The scheme is voluntary but has wide support from charities, insurers and the United Kingdom’s Kennel Club. The developers of the IHA hope to lobby the British government to mandate it and use it as a way of enforcing a currently unused law to prohibit breeding unhealthy dogs.
The IHA, developed by the All Party Parliamentary Group for Animal Welfare (APGAW), doesn’t want to ban breeds but to redraw definitions so that animals are born healthy.
It will tighten the criteria from eight out of 10 at launch to nine in five years and 10 in a decade.

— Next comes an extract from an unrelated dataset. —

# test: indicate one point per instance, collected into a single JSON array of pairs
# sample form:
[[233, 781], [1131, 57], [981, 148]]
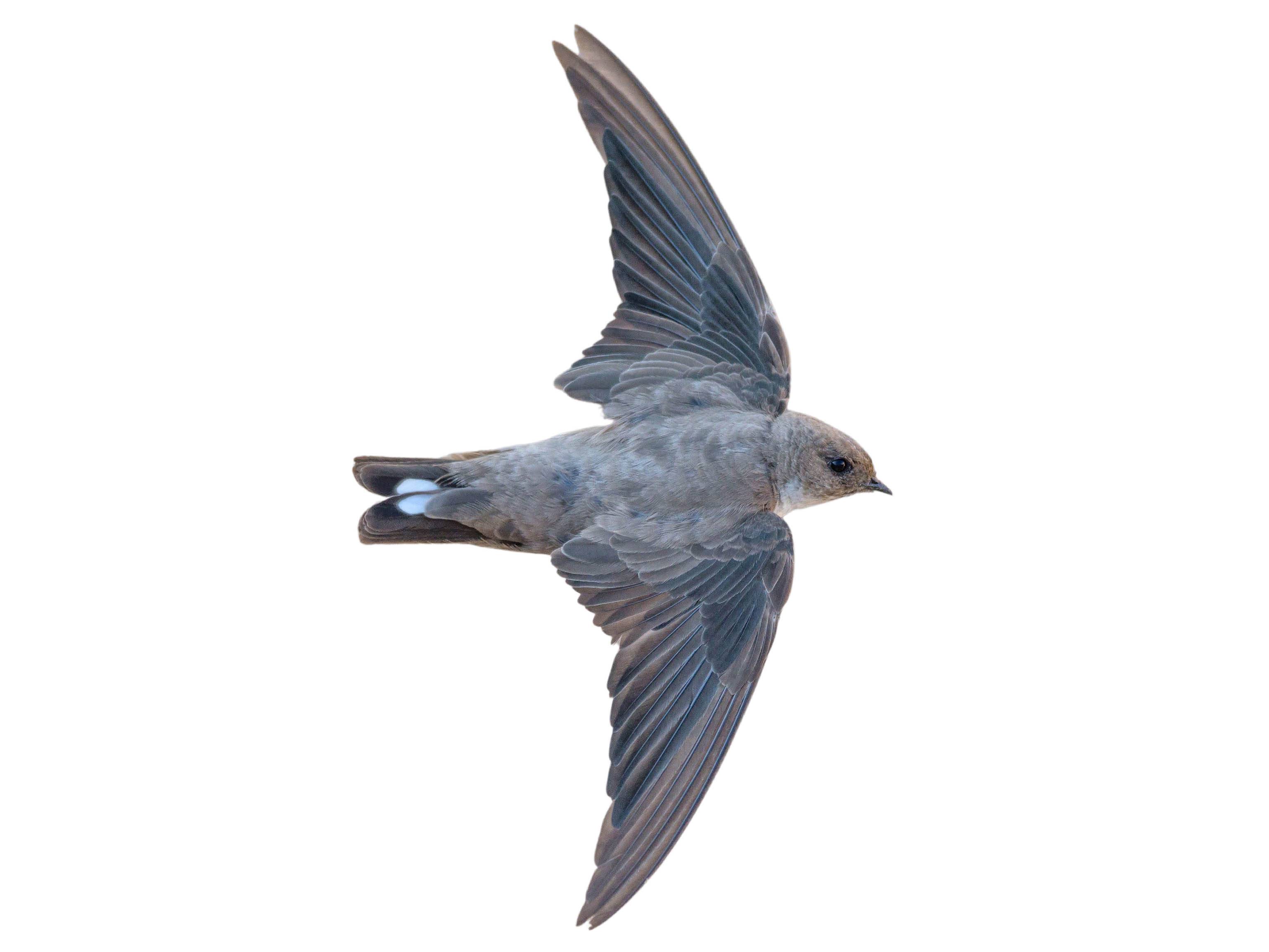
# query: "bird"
[[668, 520]]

Professor the Lord Trees, co-chairman of the APGAW, told the Daily Telegraph: “This tool is a valuable contribution to reducing the chronic ill-health associated with extreme conformations in dogs.
“The fashion for extreme conformation is arguably the most chronic and prevalent welfare issue in dogs in the UK, yet it persists in plain sight in a nation of animal lovers.”

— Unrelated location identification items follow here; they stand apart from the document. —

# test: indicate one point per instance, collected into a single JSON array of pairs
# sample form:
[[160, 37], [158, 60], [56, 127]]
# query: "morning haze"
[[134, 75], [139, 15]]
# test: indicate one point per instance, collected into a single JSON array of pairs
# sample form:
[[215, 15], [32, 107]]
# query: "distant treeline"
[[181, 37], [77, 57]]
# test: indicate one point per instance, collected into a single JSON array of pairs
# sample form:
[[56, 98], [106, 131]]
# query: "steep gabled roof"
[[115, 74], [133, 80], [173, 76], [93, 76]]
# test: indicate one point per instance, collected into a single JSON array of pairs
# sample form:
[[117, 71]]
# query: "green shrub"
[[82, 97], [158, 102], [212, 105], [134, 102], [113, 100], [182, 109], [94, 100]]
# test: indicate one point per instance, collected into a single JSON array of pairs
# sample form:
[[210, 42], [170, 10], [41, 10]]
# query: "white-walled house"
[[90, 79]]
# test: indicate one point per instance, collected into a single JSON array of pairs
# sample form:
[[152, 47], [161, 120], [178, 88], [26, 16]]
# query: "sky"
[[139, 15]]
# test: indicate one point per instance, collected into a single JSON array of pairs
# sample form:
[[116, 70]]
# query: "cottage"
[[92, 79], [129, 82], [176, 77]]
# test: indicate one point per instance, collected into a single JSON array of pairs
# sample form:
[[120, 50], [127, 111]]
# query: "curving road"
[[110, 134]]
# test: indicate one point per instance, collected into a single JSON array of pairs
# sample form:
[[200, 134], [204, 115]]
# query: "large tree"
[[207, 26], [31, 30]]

Dachshund will ‘fundamentally change’
Dr Dan O’Neill, associate professor of companion animal epidemiology at the Royal Veterinary College who created the tool, told the Telegraph: “The IHA will lead to the default setting of a pug or a dachshund fundamentally changing.
“People talk about disruptive technologies, and this is a disruptive action. It is a major change.

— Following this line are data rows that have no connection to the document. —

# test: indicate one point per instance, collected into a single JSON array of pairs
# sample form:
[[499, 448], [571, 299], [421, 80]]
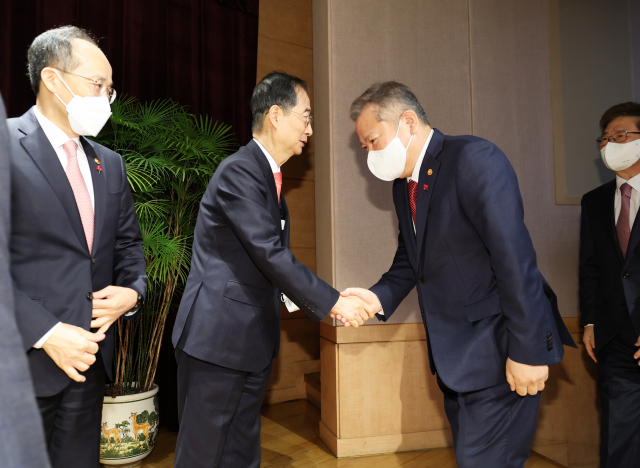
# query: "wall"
[[285, 43], [481, 68]]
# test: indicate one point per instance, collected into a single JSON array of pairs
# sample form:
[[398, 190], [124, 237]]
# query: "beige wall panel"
[[402, 395], [434, 62], [512, 108], [300, 196], [287, 20], [323, 162], [301, 167], [284, 56], [330, 410], [305, 255]]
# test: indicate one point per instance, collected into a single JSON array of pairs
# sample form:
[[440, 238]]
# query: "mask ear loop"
[[69, 89]]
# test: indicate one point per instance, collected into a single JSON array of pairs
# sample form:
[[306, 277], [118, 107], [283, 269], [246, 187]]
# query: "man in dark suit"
[[76, 258], [227, 330], [610, 286], [22, 443], [464, 246]]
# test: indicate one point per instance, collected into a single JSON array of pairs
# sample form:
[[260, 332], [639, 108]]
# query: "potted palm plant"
[[170, 157]]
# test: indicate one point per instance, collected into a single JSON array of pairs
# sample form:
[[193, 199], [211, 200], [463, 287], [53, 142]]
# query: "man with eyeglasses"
[[77, 262], [227, 331], [610, 286]]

“The plan here is that in 10 years’ time, there will not be a single dog bred in the UK by a licensed breeder that has any extreme conformation.
“The tool is there to be carried out by the breeder, by anyone who wants to buy a puppy and by the general public.”
He added that dog owners have been “brainwashed” into thinking that if a dog is a certain breed then it is healthy, even if it has one or more of the problematic features.
“We’re saying that it’s not about breed, it’s about the dog,” O’Neill said.
There is a law prohibiting dogs with extreme conformations being bred, but it is unenforced because of a lack of clarity over what constitutes extreme, O’Neill said. He hopes the IHA can fix this to allow for enforcement, should the law be rewritten to include the IHA assessment as a matter of judging a dog’s fitness.
The 2018 animal welfare regulations state that no dog can be bred if it “can reasonably be expected” based on its health, genes or appearance to have unhealthy offspring. The punishment is a possible loss of licence or a fine of up to £4000 ($9298).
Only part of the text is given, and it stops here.